One growth stock that’s been under pressure in recent months is e.l.f. Beauty (NYSE: ELF). Although the company has been posting strong results, it’s stock down around 50% from its 52-week high of $221.83.
Is this an example of a good growth stock to buy on the dip or are there real problems at e.l.f. that should prevent you from investing in the business?
Shares of e.l.f. began nosediving in early August after the company released its earnings numbers. Growth was good for the cosmetics company but wasn’t impressive enough due to rising expenses and tepid guidance.
The business generated strong 50% revenue growth, with its top line rising to $324.5 million for the June quarter, but net income declined by more than 10% as the company incurred higher costs. For fiscal 2025, which ends in March, e.l.f. is projecting net sales of around $1.29 billion, which would represent an increase of approximately 26%, compared to the previous year. That’s a sizable slowdown in the business and may have spooked investors expecting a more gradual decline in the growth rate.
A stock that’s trading at an inflated valuation can create expectations of high continued growth. When that doesn’t happen, a correction can follow.
Due to e.l.f. Beauty’s impressive and continued growth over the years, investors have been eagerly buying up shares of the company, sending its valuation soaring. Despite the big drop in price recently, the stock is still trading at more than 50x trailing earnings. The positive spin is that this is significantly lower than what the stock has averaged over the past few years.
You can look at this and see a stock that’s been trading at a high premium for a long time and was overdue for a sell-off, or a cheap stock worth buying at this reduced valuation. Some high-powered growth stocks can sustain high valuations, even at more than 50x or 60x earnings, due to their strong outlooks.
Analysts appear to think that e.l.f. stock can recover, as the consensus analyst price target is more than $186, implying an upside of 65% for investors who buy the stock today.
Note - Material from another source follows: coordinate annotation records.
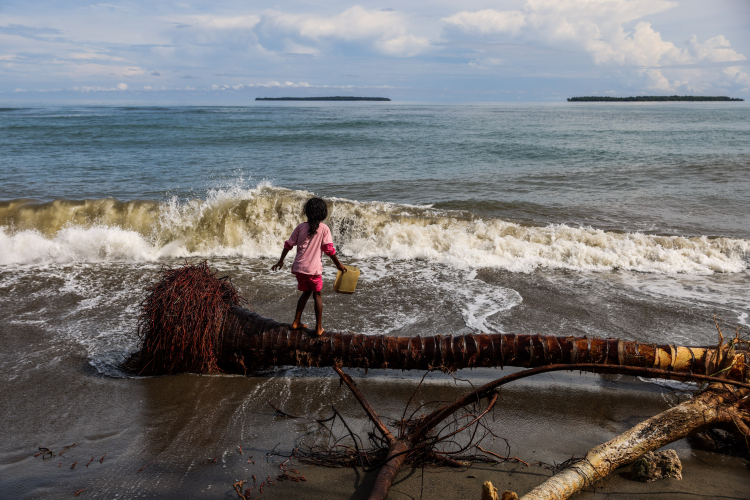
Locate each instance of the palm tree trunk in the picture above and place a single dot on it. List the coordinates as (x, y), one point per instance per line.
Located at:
(250, 340)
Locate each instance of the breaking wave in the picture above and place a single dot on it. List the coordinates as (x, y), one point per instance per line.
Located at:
(253, 223)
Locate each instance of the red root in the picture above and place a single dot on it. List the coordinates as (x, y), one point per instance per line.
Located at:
(181, 320)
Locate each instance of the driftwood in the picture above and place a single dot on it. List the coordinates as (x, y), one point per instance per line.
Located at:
(252, 341)
(720, 406)
(238, 340)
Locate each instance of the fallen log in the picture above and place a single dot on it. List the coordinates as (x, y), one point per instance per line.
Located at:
(192, 321)
(719, 406)
(259, 342)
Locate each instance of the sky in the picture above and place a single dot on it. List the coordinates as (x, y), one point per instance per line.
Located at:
(438, 50)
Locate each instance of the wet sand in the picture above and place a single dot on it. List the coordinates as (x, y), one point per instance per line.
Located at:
(186, 430)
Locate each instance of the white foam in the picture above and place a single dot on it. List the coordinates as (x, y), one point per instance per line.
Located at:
(254, 222)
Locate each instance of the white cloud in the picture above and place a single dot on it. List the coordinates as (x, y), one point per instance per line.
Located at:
(119, 86)
(488, 21)
(598, 28)
(221, 22)
(387, 29)
(94, 55)
(274, 83)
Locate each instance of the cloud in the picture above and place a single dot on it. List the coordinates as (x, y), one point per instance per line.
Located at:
(488, 21)
(45, 34)
(386, 30)
(94, 56)
(222, 22)
(119, 86)
(598, 28)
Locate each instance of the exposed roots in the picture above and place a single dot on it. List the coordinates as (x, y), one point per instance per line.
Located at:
(182, 320)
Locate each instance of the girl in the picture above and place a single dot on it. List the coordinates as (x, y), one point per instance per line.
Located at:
(312, 238)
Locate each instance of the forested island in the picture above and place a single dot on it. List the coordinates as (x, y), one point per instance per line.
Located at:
(333, 98)
(652, 98)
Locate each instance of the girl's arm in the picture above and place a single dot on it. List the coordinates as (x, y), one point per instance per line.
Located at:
(288, 245)
(330, 251)
(280, 263)
(338, 264)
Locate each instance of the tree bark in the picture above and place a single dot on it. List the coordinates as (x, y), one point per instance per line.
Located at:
(250, 340)
(712, 408)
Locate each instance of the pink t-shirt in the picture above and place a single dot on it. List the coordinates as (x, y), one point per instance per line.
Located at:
(310, 248)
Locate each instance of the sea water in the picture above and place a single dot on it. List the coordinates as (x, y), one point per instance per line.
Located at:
(610, 220)
(651, 199)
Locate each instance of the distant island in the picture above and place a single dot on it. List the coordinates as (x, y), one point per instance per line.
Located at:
(334, 98)
(652, 98)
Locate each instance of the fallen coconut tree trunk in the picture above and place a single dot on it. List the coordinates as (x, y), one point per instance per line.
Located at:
(192, 321)
(720, 406)
(250, 340)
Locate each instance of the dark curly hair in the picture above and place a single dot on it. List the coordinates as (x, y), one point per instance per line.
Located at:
(316, 211)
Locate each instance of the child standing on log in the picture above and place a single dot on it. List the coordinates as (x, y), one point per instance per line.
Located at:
(312, 238)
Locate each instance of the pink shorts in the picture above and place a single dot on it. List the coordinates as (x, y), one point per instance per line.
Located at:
(307, 282)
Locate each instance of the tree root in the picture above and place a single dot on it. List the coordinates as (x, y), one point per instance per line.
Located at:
(716, 407)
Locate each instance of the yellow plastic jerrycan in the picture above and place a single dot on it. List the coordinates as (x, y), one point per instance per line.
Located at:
(346, 282)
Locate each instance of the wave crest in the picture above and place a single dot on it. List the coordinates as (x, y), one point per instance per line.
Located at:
(253, 223)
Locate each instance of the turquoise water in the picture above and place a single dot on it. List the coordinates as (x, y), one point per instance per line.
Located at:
(461, 218)
(665, 168)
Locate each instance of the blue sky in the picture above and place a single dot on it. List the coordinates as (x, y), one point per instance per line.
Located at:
(443, 50)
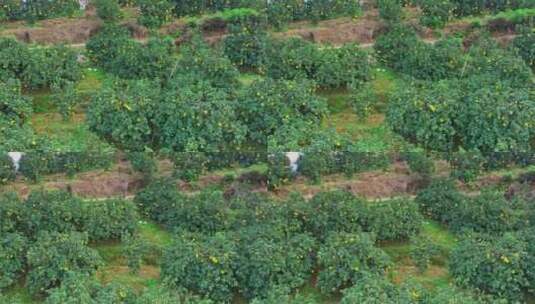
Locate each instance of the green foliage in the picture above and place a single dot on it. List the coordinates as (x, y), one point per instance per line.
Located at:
(108, 10)
(199, 118)
(488, 212)
(40, 161)
(422, 251)
(59, 211)
(113, 50)
(37, 67)
(279, 171)
(280, 295)
(134, 250)
(477, 114)
(266, 261)
(51, 65)
(202, 264)
(345, 258)
(477, 7)
(154, 13)
(15, 112)
(371, 288)
(329, 67)
(440, 199)
(122, 113)
(269, 104)
(54, 255)
(7, 170)
(402, 50)
(189, 165)
(32, 10)
(436, 13)
(200, 63)
(154, 200)
(13, 247)
(144, 163)
(390, 10)
(109, 219)
(246, 47)
(397, 219)
(495, 265)
(421, 164)
(66, 99)
(279, 13)
(524, 43)
(335, 211)
(11, 213)
(55, 211)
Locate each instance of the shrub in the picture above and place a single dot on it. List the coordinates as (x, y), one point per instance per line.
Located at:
(334, 211)
(345, 258)
(203, 265)
(494, 265)
(279, 171)
(108, 10)
(441, 200)
(155, 200)
(113, 50)
(281, 295)
(134, 250)
(421, 164)
(246, 48)
(269, 104)
(13, 247)
(109, 219)
(491, 213)
(200, 63)
(314, 165)
(7, 170)
(154, 13)
(390, 10)
(189, 165)
(524, 43)
(436, 14)
(65, 99)
(422, 251)
(329, 67)
(12, 212)
(52, 65)
(56, 211)
(32, 10)
(40, 161)
(340, 67)
(265, 262)
(14, 57)
(54, 255)
(397, 219)
(448, 109)
(371, 288)
(144, 163)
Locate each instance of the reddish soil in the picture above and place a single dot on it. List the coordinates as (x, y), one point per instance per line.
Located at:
(339, 31)
(55, 31)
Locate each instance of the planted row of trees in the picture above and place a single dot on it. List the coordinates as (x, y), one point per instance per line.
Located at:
(473, 102)
(46, 236)
(37, 67)
(253, 244)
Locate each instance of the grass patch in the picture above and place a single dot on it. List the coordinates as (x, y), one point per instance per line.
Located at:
(338, 101)
(71, 135)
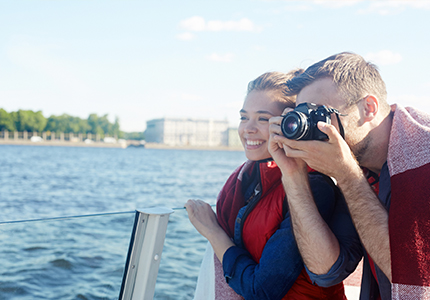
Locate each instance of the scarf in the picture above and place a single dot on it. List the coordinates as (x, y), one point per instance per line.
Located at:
(409, 216)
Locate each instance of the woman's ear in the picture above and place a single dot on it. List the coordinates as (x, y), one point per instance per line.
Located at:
(371, 107)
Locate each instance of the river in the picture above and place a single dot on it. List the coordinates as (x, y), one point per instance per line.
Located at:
(66, 215)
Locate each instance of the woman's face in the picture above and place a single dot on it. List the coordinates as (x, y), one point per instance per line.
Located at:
(258, 108)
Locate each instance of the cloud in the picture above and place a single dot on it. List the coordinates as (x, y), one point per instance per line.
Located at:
(393, 7)
(419, 102)
(186, 36)
(384, 57)
(191, 97)
(336, 4)
(221, 58)
(198, 23)
(193, 24)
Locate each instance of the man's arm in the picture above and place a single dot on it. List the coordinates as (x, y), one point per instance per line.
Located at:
(318, 245)
(334, 158)
(369, 216)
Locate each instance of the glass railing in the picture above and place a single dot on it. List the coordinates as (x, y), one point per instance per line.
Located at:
(83, 257)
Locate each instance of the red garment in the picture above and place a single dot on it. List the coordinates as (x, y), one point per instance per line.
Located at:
(263, 222)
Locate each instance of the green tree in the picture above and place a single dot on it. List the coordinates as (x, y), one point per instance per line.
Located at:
(66, 123)
(6, 121)
(29, 120)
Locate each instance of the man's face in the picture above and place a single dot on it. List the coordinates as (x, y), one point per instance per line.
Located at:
(324, 92)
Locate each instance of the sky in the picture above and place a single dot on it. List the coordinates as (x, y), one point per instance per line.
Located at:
(149, 59)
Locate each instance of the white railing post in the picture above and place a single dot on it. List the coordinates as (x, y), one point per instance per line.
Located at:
(144, 254)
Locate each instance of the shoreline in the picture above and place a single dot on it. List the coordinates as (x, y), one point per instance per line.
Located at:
(114, 145)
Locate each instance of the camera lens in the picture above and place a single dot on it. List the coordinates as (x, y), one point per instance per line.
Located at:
(294, 125)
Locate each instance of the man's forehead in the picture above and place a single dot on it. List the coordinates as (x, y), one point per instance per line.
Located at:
(321, 92)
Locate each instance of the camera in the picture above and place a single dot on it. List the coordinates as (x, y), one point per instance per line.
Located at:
(301, 123)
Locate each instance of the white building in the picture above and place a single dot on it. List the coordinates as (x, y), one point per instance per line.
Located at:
(187, 132)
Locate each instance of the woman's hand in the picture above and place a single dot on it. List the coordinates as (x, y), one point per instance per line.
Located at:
(202, 217)
(204, 220)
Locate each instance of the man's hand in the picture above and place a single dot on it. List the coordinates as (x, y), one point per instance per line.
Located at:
(332, 157)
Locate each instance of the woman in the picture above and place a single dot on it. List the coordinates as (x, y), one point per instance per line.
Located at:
(251, 234)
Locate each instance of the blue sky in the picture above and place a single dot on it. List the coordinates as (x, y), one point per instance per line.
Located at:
(140, 60)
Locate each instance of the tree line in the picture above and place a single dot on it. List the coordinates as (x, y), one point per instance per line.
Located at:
(28, 120)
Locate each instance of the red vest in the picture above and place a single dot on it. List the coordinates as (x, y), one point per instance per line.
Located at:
(263, 222)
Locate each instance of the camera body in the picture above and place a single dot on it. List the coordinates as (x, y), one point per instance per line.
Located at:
(301, 123)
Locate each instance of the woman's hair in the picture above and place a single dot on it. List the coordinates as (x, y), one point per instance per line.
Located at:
(275, 81)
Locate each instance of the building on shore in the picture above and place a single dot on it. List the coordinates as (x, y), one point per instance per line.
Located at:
(190, 132)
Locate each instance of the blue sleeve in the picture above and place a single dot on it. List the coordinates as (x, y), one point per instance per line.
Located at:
(340, 222)
(273, 276)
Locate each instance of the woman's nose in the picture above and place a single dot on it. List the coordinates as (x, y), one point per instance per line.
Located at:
(250, 126)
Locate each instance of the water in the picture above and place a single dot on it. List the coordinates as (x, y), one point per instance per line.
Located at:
(84, 257)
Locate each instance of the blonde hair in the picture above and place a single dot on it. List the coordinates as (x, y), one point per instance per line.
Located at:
(275, 81)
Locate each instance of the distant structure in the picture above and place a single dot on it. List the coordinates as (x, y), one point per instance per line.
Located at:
(188, 132)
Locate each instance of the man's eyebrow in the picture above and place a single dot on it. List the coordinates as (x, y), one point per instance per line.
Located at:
(264, 112)
(259, 112)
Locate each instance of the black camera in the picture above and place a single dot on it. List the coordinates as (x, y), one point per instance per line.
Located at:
(301, 123)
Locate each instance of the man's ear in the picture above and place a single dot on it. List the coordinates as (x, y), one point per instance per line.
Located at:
(371, 107)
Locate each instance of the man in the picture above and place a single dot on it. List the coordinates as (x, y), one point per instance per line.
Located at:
(392, 142)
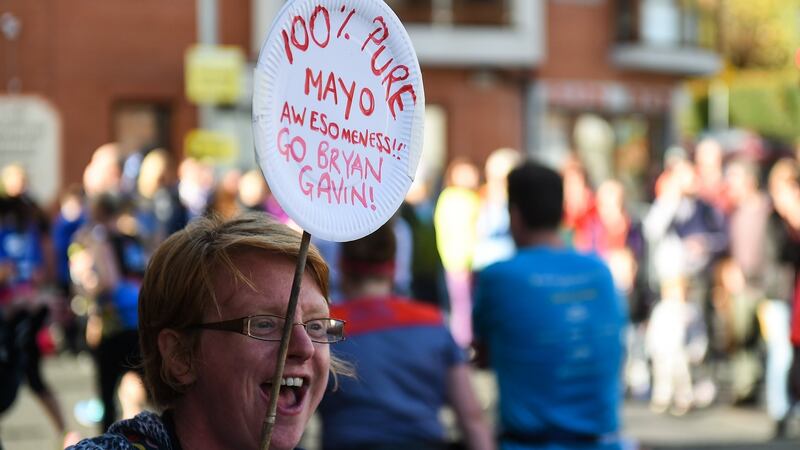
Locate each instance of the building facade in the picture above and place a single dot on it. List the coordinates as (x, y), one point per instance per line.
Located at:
(596, 77)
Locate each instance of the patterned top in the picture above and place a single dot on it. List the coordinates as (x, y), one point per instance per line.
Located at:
(146, 431)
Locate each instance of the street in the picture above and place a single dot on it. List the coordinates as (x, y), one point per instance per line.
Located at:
(25, 427)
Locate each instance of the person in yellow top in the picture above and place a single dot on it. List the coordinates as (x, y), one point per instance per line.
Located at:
(454, 218)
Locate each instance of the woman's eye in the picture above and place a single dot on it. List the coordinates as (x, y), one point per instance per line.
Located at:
(315, 326)
(265, 324)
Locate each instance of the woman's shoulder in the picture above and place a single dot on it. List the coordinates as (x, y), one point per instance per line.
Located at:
(146, 431)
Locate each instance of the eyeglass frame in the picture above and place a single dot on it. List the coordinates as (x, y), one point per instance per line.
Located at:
(242, 326)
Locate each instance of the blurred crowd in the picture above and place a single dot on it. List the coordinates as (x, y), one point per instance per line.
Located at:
(708, 268)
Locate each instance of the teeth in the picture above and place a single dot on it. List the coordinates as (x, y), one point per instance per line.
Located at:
(292, 381)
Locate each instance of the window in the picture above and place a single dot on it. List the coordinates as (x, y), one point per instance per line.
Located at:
(453, 12)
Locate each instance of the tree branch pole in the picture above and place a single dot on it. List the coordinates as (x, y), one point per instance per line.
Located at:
(271, 415)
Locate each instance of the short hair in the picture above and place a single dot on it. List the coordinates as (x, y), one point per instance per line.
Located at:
(371, 256)
(538, 193)
(178, 286)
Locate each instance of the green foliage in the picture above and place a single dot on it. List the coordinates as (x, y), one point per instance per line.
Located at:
(759, 34)
(768, 107)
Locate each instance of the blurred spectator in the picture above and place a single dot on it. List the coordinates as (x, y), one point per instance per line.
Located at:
(711, 186)
(223, 200)
(24, 236)
(742, 286)
(580, 215)
(676, 338)
(493, 238)
(454, 218)
(553, 325)
(69, 219)
(427, 272)
(685, 233)
(104, 171)
(196, 181)
(159, 212)
(408, 366)
(107, 262)
(253, 191)
(782, 259)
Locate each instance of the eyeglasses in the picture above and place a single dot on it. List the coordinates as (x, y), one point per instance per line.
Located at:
(270, 328)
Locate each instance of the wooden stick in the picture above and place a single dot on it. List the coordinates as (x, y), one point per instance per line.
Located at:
(271, 416)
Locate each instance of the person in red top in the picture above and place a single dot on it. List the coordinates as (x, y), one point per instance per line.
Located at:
(407, 364)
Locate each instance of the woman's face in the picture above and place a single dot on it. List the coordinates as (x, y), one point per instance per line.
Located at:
(234, 372)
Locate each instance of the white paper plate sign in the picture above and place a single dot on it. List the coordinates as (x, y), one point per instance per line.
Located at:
(338, 110)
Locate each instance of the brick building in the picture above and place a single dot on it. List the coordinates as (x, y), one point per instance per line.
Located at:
(597, 76)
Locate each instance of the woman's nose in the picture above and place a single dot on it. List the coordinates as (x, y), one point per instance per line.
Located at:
(300, 345)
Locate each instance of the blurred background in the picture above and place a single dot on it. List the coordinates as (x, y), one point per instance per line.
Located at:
(606, 90)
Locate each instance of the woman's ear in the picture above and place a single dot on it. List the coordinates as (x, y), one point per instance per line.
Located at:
(176, 357)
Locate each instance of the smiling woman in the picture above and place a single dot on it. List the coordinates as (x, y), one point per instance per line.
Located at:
(211, 313)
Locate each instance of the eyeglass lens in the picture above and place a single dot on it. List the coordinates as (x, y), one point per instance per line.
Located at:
(319, 330)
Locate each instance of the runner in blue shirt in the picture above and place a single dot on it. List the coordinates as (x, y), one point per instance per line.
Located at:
(552, 324)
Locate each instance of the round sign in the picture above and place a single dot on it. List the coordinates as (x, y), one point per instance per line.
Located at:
(338, 111)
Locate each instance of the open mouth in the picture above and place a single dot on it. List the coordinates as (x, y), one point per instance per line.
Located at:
(292, 393)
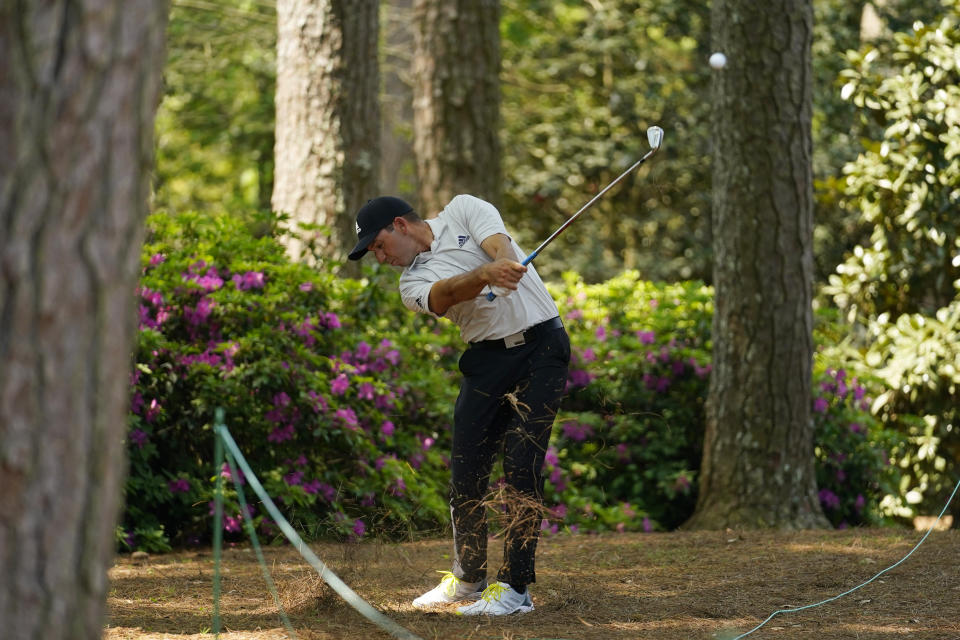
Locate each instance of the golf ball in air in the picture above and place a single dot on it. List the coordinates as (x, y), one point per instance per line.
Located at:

A slowdown in e.l.f.’s business may have been inevitable, given the headwinds the economy is facing these days, and that it’s difficult to maintain such a high growth rate for long. However, the need for low-cost beauty products still presents the business with an attractive long-term growth opportunity. And e.l.f. has been growing its profits over the years. As the company continues to scale, its earnings numbers should improve, paving the way for a better valuation in the future.